The Blackpool Gazette
- Type: Daily newspaper (excluding Sundays)
- Format: Local newspaper
- Owner(s): National World
- Editor: Vanessa Sims
- Founded: 1873
- Political alignment: Neutral
- Headquarters: 89 Caxton Road, Fulwood, Preston
- Circulation: 2,555 (as of 2023)
- Website: blackpoolgazette.co.uk

= Blackpool Gazette =

English evening newspaper based in Blackpool, Lancashire

The Blackpool Gazette (locally marketed as simply The Gazette) is an English daily newspaper based in Blackpool, Lancashire. Published every day except Sunday, it covers the towns and communities of the Fylde coast. It was founded as The West Lancashire Evening Gazette in 1929 before being renamed the Evening Gazette, and then Blackpool Gazette. The paper's history dates back to a weekly publication founded in 1873.

==Background==
The newspaper is published by National World, and is known locally as The Gazette. The editor is Vanessa Sims. Two other weekly newspapers are also published – the Lytham St.Annes Express and the Fleetwood Weekly News. It is online at blackpoolgazette.co.uk.

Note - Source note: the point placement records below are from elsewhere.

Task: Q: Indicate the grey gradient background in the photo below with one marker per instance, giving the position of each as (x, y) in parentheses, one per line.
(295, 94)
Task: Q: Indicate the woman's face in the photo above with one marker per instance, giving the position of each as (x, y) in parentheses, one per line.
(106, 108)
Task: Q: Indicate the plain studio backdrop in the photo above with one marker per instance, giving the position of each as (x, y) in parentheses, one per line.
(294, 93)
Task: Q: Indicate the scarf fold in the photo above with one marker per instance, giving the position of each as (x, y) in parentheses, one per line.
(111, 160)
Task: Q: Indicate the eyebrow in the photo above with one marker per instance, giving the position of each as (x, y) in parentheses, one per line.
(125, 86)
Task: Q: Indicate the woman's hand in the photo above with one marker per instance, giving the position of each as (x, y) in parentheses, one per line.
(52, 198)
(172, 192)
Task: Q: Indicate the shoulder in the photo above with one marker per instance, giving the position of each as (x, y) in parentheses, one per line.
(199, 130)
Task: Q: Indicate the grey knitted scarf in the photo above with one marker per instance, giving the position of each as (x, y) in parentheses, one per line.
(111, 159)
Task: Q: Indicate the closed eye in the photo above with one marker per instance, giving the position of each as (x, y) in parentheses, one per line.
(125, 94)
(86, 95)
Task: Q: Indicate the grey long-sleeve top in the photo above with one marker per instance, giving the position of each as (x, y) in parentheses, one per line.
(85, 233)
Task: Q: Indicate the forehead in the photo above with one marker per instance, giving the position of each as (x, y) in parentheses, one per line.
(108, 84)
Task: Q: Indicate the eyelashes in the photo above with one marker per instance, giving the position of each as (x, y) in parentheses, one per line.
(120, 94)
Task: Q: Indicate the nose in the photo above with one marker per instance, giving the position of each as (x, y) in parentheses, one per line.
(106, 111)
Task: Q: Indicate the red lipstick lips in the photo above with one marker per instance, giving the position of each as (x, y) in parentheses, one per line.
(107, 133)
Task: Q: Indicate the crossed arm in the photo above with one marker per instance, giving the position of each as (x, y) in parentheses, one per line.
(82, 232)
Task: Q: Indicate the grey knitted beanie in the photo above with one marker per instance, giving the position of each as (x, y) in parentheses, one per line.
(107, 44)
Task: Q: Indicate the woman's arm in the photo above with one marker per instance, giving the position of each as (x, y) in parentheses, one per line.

The Gazette had a close link with local football club Blackpool until the club's relegation from the Premier League in 2011. In 2014, the newspaper decided to scrap club chairman Karl Oyston's weekly column "given such disgusting and offensive comments" he made to a Blackpool fan. Oyston's response was to stop recognising The Gazette as local media, instead only allowing them to attend national news conferences. The Oystons left the club in 2019.